An inmate grievance procedure within the prison system is not constitutionally required. See United States ex rel. Wolfish v. Levi, 439 F.Supp. 114, 163 (S.D.N.Y. 1977), aff'd sub nom, Wolfish v. Levi, 573 F.2d 118 (2nd Cir. 1978), rev'd on other grounds, Bell v. Wolfish, 441 U.S. 520 (1979); Spencer v. Moore, 638 F.Supp. 315 (E.D. Mo. 1986); O'Bryan v. Cnty. of Saganaw, 437 F.Supp. 582, 601 (E.D. Mich. 1977). If the prison provides a grievance process, violations of its procedures do not rise to the level of a federal constitutional right. Spencer, 638 F.Supp. at 316. Plaintiff has no right to an effective grievance procedure. Ishaaq v. Compton, 900 F.Supp. 935, 940-41 (W.D. Tenn. 1995); Flowers v. Tate, Nos. 90-3742, 90-3796, 1991 WL 22009 (6th Cir. Feb. 22, 1991). Thus, Plaintiff's claim relating to the lack of adequate grievance procedures must be dismissed.
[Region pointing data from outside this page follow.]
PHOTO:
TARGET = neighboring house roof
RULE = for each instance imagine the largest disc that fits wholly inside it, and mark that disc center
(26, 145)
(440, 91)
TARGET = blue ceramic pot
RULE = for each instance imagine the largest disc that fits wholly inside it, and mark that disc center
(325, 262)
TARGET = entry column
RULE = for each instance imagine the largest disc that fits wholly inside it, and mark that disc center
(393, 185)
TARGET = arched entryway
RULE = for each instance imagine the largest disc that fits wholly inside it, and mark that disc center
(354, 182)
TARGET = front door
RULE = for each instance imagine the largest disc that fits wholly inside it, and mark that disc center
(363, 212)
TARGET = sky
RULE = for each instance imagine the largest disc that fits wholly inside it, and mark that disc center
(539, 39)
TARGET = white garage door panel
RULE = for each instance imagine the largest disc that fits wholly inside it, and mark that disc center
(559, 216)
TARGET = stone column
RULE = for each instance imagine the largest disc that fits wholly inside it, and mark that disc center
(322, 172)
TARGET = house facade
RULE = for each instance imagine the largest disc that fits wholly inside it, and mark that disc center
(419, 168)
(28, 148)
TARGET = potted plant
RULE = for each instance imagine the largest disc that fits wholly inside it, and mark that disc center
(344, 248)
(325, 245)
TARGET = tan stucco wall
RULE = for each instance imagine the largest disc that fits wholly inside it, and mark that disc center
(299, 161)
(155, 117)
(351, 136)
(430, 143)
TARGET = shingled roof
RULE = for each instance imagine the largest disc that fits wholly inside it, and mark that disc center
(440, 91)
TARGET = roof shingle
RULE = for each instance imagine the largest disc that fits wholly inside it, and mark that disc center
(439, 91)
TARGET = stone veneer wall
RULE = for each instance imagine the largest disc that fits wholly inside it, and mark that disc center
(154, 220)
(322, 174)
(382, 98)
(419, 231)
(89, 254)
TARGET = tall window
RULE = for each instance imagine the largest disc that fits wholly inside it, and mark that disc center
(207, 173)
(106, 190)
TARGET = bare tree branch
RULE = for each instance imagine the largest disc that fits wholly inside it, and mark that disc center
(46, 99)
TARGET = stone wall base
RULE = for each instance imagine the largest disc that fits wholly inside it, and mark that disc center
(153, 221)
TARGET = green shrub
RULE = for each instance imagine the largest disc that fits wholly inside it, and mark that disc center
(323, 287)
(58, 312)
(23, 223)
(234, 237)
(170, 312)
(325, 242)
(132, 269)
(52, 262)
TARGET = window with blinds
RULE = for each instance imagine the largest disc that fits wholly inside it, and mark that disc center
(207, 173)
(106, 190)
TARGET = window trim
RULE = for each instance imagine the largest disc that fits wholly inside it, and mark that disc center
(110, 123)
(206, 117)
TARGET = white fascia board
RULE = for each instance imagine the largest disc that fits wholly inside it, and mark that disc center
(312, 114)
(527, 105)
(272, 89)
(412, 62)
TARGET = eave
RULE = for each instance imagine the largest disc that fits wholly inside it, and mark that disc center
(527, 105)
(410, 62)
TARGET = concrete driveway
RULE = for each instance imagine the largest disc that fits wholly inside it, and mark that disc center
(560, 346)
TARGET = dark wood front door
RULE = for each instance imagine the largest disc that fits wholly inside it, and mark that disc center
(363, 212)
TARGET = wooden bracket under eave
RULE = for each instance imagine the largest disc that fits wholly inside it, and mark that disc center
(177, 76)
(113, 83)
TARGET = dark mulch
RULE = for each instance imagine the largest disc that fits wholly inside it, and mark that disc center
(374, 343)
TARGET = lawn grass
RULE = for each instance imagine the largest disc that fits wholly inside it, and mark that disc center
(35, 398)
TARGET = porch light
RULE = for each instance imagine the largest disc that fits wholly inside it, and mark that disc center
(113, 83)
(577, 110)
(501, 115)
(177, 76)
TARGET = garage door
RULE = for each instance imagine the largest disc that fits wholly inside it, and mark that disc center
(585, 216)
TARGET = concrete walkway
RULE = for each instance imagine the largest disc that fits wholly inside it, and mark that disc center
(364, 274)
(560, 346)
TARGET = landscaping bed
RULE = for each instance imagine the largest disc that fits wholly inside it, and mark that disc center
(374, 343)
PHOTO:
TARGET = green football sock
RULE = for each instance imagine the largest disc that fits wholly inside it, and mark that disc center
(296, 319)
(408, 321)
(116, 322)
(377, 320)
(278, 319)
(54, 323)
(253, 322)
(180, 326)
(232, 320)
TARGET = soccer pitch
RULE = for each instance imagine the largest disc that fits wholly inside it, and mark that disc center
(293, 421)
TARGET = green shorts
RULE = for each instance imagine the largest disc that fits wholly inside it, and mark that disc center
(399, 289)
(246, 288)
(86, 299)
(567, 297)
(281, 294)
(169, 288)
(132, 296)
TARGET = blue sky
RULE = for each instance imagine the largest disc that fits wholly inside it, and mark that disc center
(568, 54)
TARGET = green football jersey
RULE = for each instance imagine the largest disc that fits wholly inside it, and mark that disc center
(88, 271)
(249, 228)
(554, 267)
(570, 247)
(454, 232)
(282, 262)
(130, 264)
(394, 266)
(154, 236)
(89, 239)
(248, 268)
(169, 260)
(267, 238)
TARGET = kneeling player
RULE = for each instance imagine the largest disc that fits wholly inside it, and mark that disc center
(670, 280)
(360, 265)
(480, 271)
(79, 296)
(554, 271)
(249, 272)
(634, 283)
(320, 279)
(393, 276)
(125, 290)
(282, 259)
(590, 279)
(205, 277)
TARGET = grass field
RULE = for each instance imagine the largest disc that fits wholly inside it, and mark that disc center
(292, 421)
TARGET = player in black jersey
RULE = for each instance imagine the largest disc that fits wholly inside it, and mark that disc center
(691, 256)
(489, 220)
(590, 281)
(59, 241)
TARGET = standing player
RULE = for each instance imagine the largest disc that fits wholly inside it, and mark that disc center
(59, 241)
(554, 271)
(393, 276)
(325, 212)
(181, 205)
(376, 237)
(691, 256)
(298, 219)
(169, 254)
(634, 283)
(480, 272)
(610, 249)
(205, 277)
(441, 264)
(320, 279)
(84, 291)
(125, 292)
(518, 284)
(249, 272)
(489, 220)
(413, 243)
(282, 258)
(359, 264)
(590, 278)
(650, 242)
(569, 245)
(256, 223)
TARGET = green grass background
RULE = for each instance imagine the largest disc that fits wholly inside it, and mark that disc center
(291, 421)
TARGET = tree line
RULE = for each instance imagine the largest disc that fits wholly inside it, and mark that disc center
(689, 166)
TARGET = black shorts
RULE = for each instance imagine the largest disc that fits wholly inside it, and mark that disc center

Plaintiff's claims that Aramark employees are given the power to place inmates on the transfer list and use abusive language when dealing with inmates; that the kitchen is infested with mice; that biscuits were contaminated with motor oil; and that some inmates are shown favoritism must be dismissed because Plaintiff lacks standing to raise these claims. He does not allege that he was personally affected by any of these actions. Plaintiff may only assert those claims which are personal to him. Warth v. Seldin, 422 U.S. 490, 499 (1975); see also Coal Operators & Assoc., Inc. v. Babbitt, 291 F.3d 912, 915-16 (6th Cir. 2002). Thus, to the extent that Plaintiff seeks to assert claims on behalf of other inmates, he lacks standing to do so. Therefore, these claims will be dismissed as frivolous for lack of subject-matter jurisdiction. Babbitt, 291 F.3d at 915 ("[S]tanding to sue... is a jurisdictional requirement.").
For the foregoing reasons, the Court will, by separate Order, dismiss Plaintiff's claims.